Despite responding to the 1-0 home defeat against Bournemouth with a decisive Champions League victory against Porto, Chelsea arrived at the King Power Stadium with their Premier League form continuing to be the issue most likely to curtail Mourinho's time in charge.
The champions have been a fractured outfit all season, losing 10 games in all competitions prior to this fixture, and their demeanour was nervous from the outset.
Eden Hazard's disappearance down the tunnel after half an hour, with an apparent injury caused by an innocuous challenge by Vardy, was one of those moments when desire could be questioned.
Having been asked to return to the field by Mourinho following treatment, the Belgian took one look at the ball and made it clear he could not continue.
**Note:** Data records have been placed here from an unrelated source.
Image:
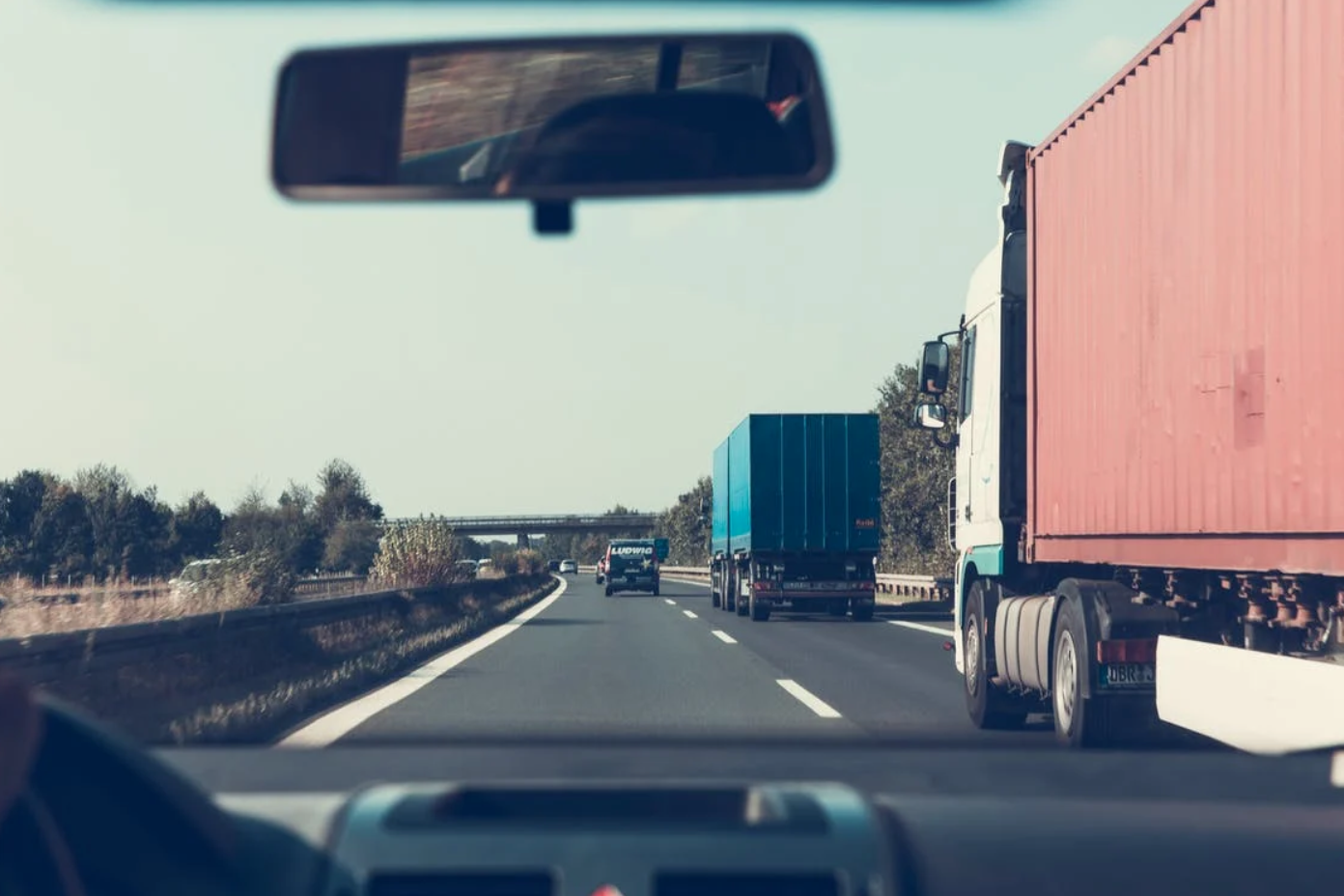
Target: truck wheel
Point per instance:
(1078, 721)
(987, 706)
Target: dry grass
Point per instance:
(28, 610)
(252, 686)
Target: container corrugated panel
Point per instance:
(1187, 301)
(719, 515)
(813, 483)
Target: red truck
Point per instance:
(1148, 505)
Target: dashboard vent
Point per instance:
(462, 884)
(609, 809)
(746, 884)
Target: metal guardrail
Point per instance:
(46, 658)
(538, 522)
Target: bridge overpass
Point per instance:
(527, 525)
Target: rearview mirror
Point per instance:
(552, 120)
(935, 363)
(930, 415)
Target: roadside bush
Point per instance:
(530, 562)
(243, 579)
(419, 553)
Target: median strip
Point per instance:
(338, 723)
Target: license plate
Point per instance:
(1128, 675)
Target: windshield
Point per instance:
(373, 387)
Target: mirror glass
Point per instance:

Tests may yet reveal a genuine problem, but the challenge certainly did not suggest that Hazard had suffered a serious injury.
Up to that point, last season's double Footballer of the Year had been on the periphery, just like most of his team-mates.
The gulf in confidence and belief between the two teams was clear. Leicester had lost just one league game in 19 outings since a 3-1 defeat here by Chelsea last April and they began the evening 17 points clear of the champions.
At this stage last season, Chelsea were top with 39 points while Leicester were anchored to the foot of the Premier League with just 10, seemingly destined for relegation in their first campaign back in the top flight.
But the miraculous escape under Nigel Pearson has now been proven to be no fluke.
Vardy's pace and Mahrez's trickery causing problems for the champions. The Foxes deservedly took the lead when Vardy extended his incredible scoring run on 34 minutes.
It was Mahrez's cross from the right which opened Chelsea up, with John Terry and Kurt Zouma inexplicably allowing Vardy to run between them to flick the ball past Thibaut Courtois.
Leicester's second goal in the 48th minute was a thing of sheer beauty, with Mahrez making a fool of César Azpilicueta with a tremendous piece of skill before curling a sumptuous left-foot strike beyond Courtois.
It came just after a heated clash between Vardy and Diego Costa after the former was booked for bringing down the Spain international.
Vardy, Mahrez and Ranieri have all dazzled this season, so it was apt that they plunged Chelsea deeper into darkness. Other than a brief flourish on the hour, Chelsea offered nothing until Loïc Remy headed in on 77 minutes.
It was the twitching of a corpse, but the nails are ready to be hammered into the coffin and it would be ironic if the final blow proves to be delivered by Ranieri, who made way for Mourinho in 2004.